Let’s Encrypt helps create a trusted certificate for a domain you own. If you don’t own a domain then Let’s Encrypt is not going to be useful to you. The domain does not need to be publically accessible, but if it’s not then you at least need to use a publicly accessible DNS record, otherwise Let’s Encrypt won’t have any way of verifying your domain name ownership.
Adguard is locally run, is it not? Kind of like a Pihole. That’s not going to work with Let’s Encrypt.
Then you will have a server without SSL encryption. For LAN use only that is fine, at least from a security perspective. Browsers will show warnings and may not be willing to save passwords and such though.
i understand why lets encrypt wont work for a self hosted domain and thats a bridge i can cross at another time, im still having a hard time getting why i cant just do something like put arbitrary domain names as proxys or redirects or whatever into npm that point to an app ip:port that it can then just resolve, no actual domain hosts required.

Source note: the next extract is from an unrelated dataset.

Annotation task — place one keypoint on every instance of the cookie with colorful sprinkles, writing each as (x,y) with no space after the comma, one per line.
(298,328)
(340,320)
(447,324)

so i think ive come up with one part of the equation, using adguard dns rewires i can create an arbitrary domain name and point it to a local ip but i cannot specify a port so it just opens up the truenas webui even using an alias ip for the app. how can i pass this to npm so i can use it to add the port on to the ip to get to access the app? or is there an even simpler way possibly?
No, of course not–DNS doesn’t really handle ports in this context. Here’s how it works, in the normal case:
NPM listens on ports 80/443, the standard HTTP/HTTPS ports
This means that, if it has the same IP as your web UI (which it ordinarily would), you need to set the web UI to listen on different ports
You have an app running–let’s say it’s Jellyfin, on the same IP, at port 8096
You set up a local DNS record (in Adguard, or whatever) pointing jellyfin.home to the IP of your server
You set up a proxy host in NPM called jellyfin.home, and set it to proxy to that same IP address, port 8096
The process is described in the guide below, though with additional material describing getting a certificate–you won’t be using that in this scenario:
i was on the right track but missed a step, setting the webui ports +1 and giving npm the proper ones seems to have everything working correctly now using my redirects in adguard which point to an npm proxy.